Opinion: A plague on both your houses

  • : Crude oil, Emissions, Natural gas
  • 20/10/09

President Xi might tout China's Covid ‘success', but trust is in short supply, not least on carbon neutrality pledges

"My wife and I wish you a speedy recovery," Chinese president Xi Jinping wrote in a message to US president Donald Trump after he and his wife were diagnosed with Covid-19. But few of China's vocal online netizens share their president's concern. They followed Trump's unedifying election debate with challenger Joe Biden days previously — with the two-year anniversary of the US-China trade war looming — and his positive test result drew mainly scorn. "It's hard to imagine that a world hegemonic power can't even protect its own president," one wrote.

Beijing's success in combating Covid contrasts with Washington's performance, and has put a spring in Xi's step. China's economy is on course to expand this year, prime minister Li Keqiang says — the only major economy likely to do so. Chinese holidaymakers' inability to travel abroad during October's Golden Week public holiday caused a boom in domestic tourism that gels neatly with Xi's call to boost national consumption of goods and services. Chinese airline bookings rose by 200pc — making it one of the few markets where jet fuel demand is growing.

Two years ago, many Chinese perceived Xi's call for a "great rejuvenation of the Chinese nation" as hubristic and one of the causes of the trade war. Now, at home, his star is in the ascendant while Trump trails in US polls. "The people are the real heroes," the president proclaims. But it is not all going Xi's way. A more assertive foreign policy has stoked fears about China's territorial ambitions. And tensions are mounting over Taiwan, which Xi says "must and will be" reunited with China.

That has encouraged the US to repurpose "the Quad" — a grouping of Pacific democracies Japan, Australia, India and the US — as "a force for good in the region", US secretary of state Mike Pompeo says, and a counterweight to the "exploitation, corruption, and coercion" of Beijing. Even if it works as Pompeo envisages, a regional grouping such as the Quad would have limited relevance amid global challenges — from man-made climate change, to public health and arms control. And other Quad members are sceptical about Pompeo's "Asian Nato", when Trump's administration has typically dismissed alliances.

Beijing is aware that a President Biden would offer little in terms of rapprochement towards China, even if he could — many of Trump's policies will be hard to undo. But China's confidence at its ability to weather these storms has grown. An emboldened Xi now eyes the first-among-equals space once occupied by the US — pledging at the UN last month, to much fanfare, that Chinese CO2 emissions will peak before 2030. But Xi offered few details of how a country that plans to add 94GW of coal-fired power generation this year, adjusts renewable obligations to measure performance rather than guide investment, and continues to sign new long-term, oil-backed loans, will achieve this.

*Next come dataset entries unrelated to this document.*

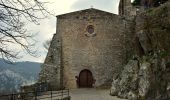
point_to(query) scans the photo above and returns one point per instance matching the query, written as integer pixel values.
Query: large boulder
(126, 84)
(143, 79)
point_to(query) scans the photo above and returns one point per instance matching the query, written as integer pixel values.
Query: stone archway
(85, 79)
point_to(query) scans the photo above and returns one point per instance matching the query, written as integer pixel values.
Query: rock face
(146, 76)
(142, 80)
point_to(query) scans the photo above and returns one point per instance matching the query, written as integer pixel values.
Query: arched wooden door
(85, 79)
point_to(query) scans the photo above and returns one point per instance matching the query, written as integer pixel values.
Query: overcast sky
(47, 27)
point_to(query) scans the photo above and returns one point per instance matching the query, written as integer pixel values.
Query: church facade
(88, 49)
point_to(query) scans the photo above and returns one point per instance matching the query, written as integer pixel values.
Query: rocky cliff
(145, 76)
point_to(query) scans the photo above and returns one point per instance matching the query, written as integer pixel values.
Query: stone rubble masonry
(74, 49)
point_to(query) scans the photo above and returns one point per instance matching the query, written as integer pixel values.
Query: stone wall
(101, 52)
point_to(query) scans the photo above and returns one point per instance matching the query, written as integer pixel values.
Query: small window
(90, 29)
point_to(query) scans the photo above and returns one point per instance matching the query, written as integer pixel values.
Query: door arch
(85, 79)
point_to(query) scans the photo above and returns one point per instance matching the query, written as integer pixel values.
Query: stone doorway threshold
(92, 94)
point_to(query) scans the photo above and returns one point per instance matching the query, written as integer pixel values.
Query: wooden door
(85, 79)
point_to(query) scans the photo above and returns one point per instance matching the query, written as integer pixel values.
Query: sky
(47, 26)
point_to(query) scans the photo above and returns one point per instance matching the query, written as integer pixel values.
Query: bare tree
(13, 34)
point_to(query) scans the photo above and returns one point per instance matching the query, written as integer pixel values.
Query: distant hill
(12, 76)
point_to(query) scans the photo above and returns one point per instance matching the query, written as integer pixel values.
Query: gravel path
(91, 94)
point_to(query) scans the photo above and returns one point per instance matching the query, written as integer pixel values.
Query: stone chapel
(88, 49)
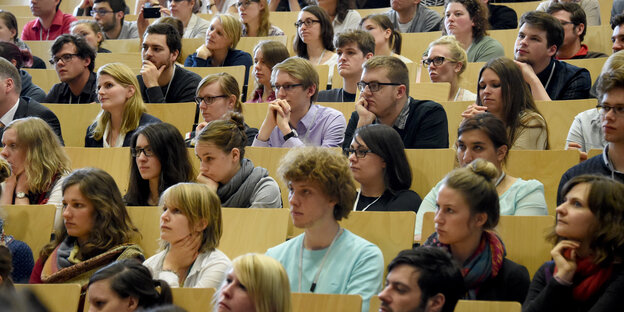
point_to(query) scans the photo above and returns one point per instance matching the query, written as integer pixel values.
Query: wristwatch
(292, 134)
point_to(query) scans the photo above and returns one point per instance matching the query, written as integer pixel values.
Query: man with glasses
(573, 21)
(110, 15)
(74, 61)
(539, 37)
(353, 48)
(611, 110)
(12, 106)
(51, 22)
(293, 119)
(161, 80)
(384, 99)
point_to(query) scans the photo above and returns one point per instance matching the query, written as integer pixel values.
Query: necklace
(318, 273)
(357, 200)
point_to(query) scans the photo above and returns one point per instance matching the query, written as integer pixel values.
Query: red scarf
(591, 275)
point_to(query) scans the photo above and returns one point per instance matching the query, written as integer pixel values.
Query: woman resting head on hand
(190, 230)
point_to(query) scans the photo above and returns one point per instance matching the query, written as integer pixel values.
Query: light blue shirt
(354, 266)
(523, 198)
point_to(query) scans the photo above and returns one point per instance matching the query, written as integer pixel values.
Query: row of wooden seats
(66, 297)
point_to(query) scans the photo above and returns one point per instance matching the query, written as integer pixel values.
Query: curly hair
(45, 156)
(112, 225)
(478, 14)
(605, 201)
(325, 167)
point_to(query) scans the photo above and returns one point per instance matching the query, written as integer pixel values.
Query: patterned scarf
(483, 264)
(590, 275)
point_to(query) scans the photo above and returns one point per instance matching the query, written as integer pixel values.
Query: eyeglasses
(604, 109)
(208, 99)
(308, 22)
(244, 4)
(147, 151)
(65, 58)
(100, 12)
(374, 86)
(286, 87)
(437, 61)
(359, 153)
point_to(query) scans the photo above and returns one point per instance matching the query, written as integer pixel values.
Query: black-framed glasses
(245, 4)
(100, 12)
(359, 153)
(136, 152)
(308, 22)
(437, 61)
(374, 86)
(65, 58)
(604, 109)
(208, 99)
(286, 87)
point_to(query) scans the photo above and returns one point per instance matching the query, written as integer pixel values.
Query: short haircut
(197, 203)
(364, 40)
(327, 32)
(232, 27)
(7, 70)
(547, 23)
(617, 21)
(609, 80)
(396, 70)
(327, 169)
(606, 203)
(83, 49)
(577, 14)
(475, 182)
(174, 38)
(300, 69)
(386, 143)
(437, 274)
(458, 54)
(478, 14)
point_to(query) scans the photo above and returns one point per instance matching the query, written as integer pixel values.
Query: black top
(181, 90)
(145, 120)
(546, 294)
(426, 127)
(405, 200)
(60, 93)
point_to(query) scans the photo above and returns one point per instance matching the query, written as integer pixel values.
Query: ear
(435, 303)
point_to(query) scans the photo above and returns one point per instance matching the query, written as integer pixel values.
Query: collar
(10, 114)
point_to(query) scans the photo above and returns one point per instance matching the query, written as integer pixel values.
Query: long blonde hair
(45, 157)
(134, 107)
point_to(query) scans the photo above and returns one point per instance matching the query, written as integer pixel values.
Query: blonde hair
(458, 54)
(325, 167)
(266, 282)
(197, 203)
(134, 106)
(227, 84)
(231, 26)
(45, 157)
(300, 69)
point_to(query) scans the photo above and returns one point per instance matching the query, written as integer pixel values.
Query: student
(51, 22)
(422, 279)
(326, 258)
(468, 211)
(384, 89)
(353, 48)
(74, 61)
(160, 80)
(548, 78)
(293, 119)
(573, 22)
(586, 273)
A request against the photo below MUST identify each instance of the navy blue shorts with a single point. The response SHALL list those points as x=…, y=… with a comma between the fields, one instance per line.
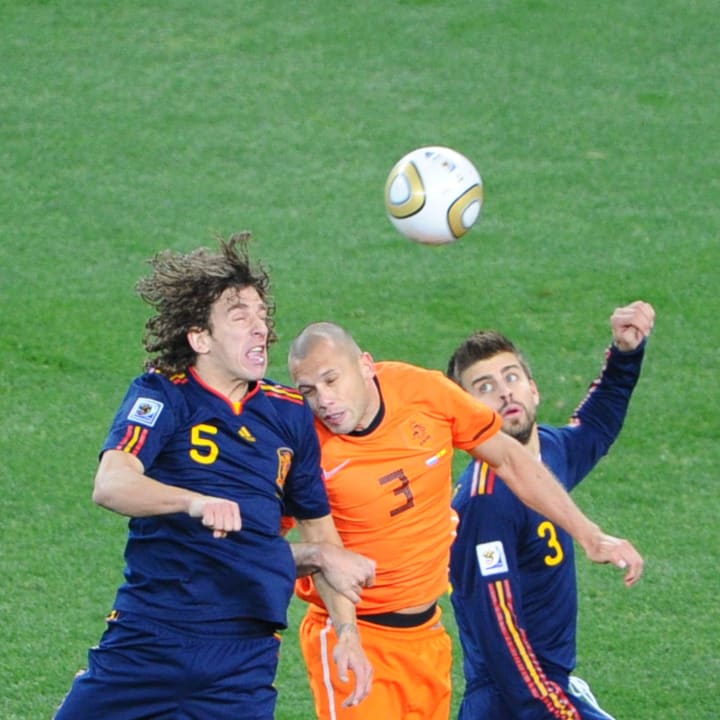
x=143, y=669
x=486, y=702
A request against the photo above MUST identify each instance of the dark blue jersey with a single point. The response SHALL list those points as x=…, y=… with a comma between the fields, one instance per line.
x=512, y=570
x=262, y=452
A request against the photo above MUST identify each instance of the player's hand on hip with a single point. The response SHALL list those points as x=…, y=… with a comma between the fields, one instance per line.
x=619, y=552
x=346, y=571
x=218, y=514
x=631, y=324
x=350, y=656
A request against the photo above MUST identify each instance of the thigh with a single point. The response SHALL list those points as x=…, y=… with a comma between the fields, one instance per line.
x=232, y=678
x=127, y=677
x=411, y=666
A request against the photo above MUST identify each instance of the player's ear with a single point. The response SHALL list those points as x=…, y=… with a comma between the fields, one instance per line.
x=535, y=392
x=367, y=365
x=199, y=340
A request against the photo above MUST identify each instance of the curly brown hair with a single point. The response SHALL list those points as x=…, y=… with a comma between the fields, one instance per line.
x=481, y=345
x=182, y=289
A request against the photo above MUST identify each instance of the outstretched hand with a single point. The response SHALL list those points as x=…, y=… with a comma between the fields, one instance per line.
x=621, y=553
x=347, y=572
x=632, y=324
x=350, y=656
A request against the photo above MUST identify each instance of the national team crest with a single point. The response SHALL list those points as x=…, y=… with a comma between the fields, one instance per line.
x=284, y=462
x=491, y=558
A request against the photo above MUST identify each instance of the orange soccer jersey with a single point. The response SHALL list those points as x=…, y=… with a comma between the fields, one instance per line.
x=390, y=488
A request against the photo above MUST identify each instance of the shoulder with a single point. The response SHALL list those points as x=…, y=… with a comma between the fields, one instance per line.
x=406, y=380
x=284, y=404
x=281, y=394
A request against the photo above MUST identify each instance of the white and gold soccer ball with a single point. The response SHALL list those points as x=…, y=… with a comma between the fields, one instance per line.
x=433, y=195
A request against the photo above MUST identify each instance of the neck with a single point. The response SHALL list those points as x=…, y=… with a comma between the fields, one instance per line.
x=533, y=443
x=234, y=389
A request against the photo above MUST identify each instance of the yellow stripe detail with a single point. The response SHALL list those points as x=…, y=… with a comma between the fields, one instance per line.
x=133, y=440
x=519, y=645
x=280, y=390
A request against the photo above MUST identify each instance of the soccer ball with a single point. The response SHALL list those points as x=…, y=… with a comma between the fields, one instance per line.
x=433, y=195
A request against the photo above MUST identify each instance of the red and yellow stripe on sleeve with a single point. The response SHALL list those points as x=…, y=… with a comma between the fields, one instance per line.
x=133, y=440
x=550, y=693
x=483, y=479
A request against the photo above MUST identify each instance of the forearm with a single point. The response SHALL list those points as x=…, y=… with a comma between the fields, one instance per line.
x=309, y=557
x=122, y=486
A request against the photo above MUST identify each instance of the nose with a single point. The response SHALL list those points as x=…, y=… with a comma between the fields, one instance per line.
x=325, y=398
x=504, y=390
x=260, y=326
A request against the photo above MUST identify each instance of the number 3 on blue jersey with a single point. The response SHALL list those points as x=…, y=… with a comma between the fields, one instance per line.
x=547, y=529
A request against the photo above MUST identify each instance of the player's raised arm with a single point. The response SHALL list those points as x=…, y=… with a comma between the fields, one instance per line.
x=631, y=324
x=122, y=486
x=535, y=485
x=349, y=654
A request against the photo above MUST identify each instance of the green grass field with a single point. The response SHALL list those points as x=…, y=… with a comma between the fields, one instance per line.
x=127, y=128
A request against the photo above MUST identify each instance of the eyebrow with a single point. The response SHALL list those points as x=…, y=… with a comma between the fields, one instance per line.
x=487, y=376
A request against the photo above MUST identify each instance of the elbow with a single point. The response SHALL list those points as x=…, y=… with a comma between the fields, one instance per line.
x=103, y=492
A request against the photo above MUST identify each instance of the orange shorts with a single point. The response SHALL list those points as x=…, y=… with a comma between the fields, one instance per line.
x=412, y=667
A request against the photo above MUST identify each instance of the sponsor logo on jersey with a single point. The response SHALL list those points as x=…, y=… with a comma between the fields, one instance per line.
x=435, y=459
x=245, y=434
x=491, y=558
x=327, y=475
x=145, y=411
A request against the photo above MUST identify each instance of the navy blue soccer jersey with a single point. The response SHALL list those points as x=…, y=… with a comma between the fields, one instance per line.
x=512, y=570
x=262, y=452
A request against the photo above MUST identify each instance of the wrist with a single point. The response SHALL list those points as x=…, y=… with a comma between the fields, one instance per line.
x=346, y=628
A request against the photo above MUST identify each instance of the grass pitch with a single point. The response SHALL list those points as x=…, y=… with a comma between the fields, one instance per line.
x=128, y=128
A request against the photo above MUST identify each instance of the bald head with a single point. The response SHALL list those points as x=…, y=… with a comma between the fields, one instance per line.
x=335, y=377
x=314, y=334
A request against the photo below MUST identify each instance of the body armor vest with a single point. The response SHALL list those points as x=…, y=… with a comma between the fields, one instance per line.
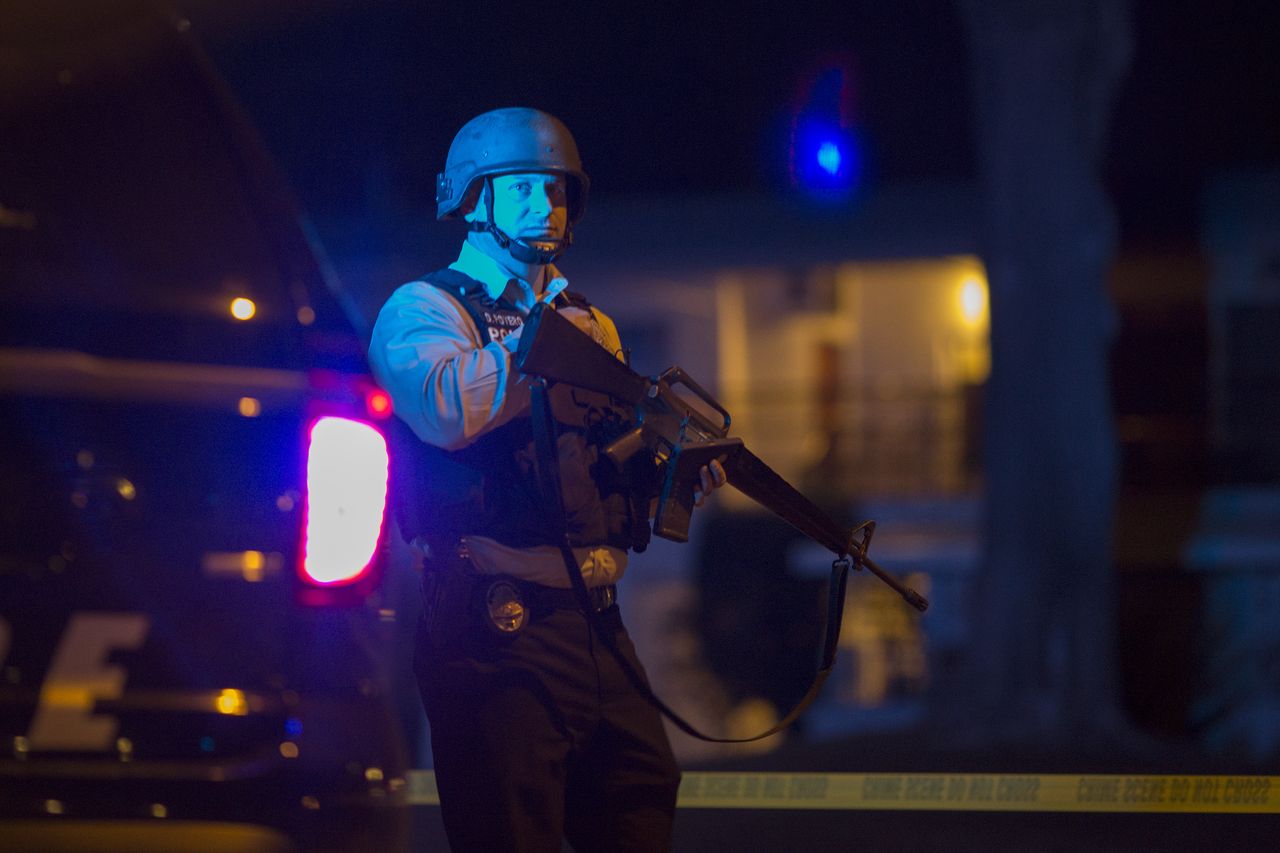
x=492, y=488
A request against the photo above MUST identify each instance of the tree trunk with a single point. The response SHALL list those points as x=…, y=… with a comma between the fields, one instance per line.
x=1043, y=77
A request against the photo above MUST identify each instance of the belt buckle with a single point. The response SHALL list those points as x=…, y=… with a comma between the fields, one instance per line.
x=506, y=609
x=603, y=597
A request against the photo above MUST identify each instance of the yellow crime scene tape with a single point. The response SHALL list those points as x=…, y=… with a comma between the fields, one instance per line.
x=960, y=792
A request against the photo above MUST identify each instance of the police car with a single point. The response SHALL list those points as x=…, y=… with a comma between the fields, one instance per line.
x=193, y=474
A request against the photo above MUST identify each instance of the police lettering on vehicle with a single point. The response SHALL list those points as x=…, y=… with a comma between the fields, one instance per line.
x=78, y=678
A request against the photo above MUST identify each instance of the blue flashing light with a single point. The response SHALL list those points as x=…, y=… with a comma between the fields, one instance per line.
x=828, y=158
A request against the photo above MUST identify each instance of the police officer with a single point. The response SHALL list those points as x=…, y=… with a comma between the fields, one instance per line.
x=536, y=730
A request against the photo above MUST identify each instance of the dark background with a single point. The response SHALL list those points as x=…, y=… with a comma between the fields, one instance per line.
x=360, y=100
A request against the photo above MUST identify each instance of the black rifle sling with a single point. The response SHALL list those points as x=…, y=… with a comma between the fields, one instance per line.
x=548, y=471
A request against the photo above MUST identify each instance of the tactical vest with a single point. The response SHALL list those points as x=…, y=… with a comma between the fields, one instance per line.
x=490, y=487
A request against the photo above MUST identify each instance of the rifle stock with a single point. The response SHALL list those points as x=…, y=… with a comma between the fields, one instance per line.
x=680, y=437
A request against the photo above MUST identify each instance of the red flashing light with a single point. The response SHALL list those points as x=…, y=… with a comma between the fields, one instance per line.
x=378, y=402
x=346, y=501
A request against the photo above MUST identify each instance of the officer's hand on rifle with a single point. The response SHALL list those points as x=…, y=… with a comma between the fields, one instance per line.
x=581, y=318
x=712, y=477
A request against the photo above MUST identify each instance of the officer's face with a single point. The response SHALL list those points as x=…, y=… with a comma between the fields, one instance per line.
x=531, y=206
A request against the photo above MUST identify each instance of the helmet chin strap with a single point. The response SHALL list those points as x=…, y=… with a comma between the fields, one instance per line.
x=520, y=250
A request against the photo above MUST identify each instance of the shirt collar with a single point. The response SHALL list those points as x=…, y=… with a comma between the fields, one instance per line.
x=484, y=269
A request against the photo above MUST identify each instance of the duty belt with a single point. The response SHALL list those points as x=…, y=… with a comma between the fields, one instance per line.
x=510, y=603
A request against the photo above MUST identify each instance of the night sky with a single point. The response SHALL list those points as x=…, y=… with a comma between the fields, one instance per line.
x=359, y=100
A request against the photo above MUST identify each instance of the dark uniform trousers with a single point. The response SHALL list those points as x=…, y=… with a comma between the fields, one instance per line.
x=540, y=735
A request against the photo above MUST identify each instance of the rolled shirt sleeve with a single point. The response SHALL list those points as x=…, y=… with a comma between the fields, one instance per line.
x=444, y=382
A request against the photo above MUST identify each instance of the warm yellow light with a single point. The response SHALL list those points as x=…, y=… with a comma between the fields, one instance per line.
x=973, y=300
x=126, y=489
x=232, y=702
x=243, y=309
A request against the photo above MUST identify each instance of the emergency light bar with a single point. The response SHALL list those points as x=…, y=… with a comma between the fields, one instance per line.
x=346, y=501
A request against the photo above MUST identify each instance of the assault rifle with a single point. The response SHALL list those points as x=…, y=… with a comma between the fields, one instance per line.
x=682, y=437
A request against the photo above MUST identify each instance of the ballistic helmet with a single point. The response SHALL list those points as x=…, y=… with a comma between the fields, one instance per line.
x=503, y=141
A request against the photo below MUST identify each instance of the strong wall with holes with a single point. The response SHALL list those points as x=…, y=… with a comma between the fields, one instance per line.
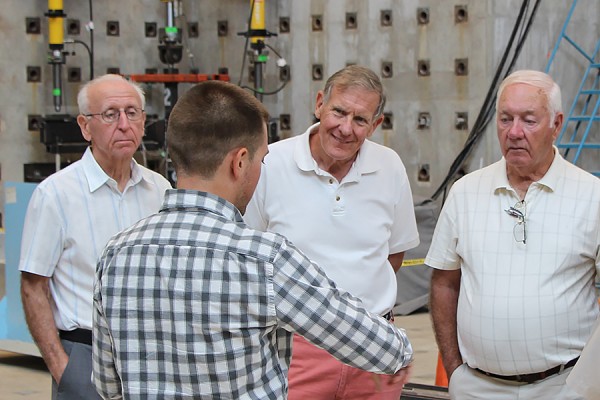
x=437, y=59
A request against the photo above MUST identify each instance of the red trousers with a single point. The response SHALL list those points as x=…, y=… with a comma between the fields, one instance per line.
x=316, y=375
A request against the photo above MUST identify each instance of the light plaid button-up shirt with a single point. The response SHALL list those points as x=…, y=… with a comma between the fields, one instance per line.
x=191, y=303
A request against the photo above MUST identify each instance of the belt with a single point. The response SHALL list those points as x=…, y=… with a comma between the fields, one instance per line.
x=389, y=315
x=534, y=377
x=79, y=335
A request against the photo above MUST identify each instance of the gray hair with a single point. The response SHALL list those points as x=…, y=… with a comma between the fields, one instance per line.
x=356, y=76
x=539, y=80
x=83, y=100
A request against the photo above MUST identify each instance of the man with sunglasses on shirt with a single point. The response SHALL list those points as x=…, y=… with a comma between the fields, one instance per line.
x=71, y=216
x=515, y=254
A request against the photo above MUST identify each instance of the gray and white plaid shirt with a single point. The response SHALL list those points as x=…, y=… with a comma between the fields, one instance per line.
x=191, y=303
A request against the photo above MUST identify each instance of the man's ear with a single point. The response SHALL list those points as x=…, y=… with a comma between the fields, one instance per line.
x=82, y=121
x=558, y=121
x=376, y=123
x=239, y=161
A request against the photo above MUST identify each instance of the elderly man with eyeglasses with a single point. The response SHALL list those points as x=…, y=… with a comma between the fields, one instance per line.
x=515, y=254
x=69, y=220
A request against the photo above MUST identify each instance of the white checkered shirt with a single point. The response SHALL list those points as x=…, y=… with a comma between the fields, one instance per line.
x=191, y=303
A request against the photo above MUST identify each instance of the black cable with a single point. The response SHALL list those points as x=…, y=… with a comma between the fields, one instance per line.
x=89, y=53
x=279, y=89
x=487, y=110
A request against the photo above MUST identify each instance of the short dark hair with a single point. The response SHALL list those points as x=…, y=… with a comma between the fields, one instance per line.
x=208, y=121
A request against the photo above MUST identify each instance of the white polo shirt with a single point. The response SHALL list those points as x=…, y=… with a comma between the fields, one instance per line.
x=522, y=308
x=348, y=228
x=70, y=217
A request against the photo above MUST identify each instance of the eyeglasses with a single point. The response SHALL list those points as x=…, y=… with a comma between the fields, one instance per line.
x=518, y=212
x=112, y=115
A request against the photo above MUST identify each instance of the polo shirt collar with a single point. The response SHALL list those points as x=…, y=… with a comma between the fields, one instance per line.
x=96, y=176
x=362, y=165
x=549, y=180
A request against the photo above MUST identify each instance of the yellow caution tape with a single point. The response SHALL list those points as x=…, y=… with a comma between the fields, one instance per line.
x=413, y=262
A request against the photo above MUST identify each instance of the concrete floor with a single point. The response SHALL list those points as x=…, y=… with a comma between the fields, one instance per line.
x=26, y=377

China's carbon neutrality pledge, like its other international initiatives, will likely be met with suspicion. Beijing's initial Covid cover-up and aggressive posturing have undermined its attempts at "face-mask diplomacy" — wooing potential allies with medical supplies. "If the liberal order is in crisis, there is little sign of a new world order emerging in its place," says Bobo Lo, non-resident fellow at Australian think-tank the Lowy Institute. And over 75pc of respondents to a survey by US think-tank Pew Research Centre say they have little or no confidence in Xi to do the right thing in world affairs — a score in which he was trumped only by Trump.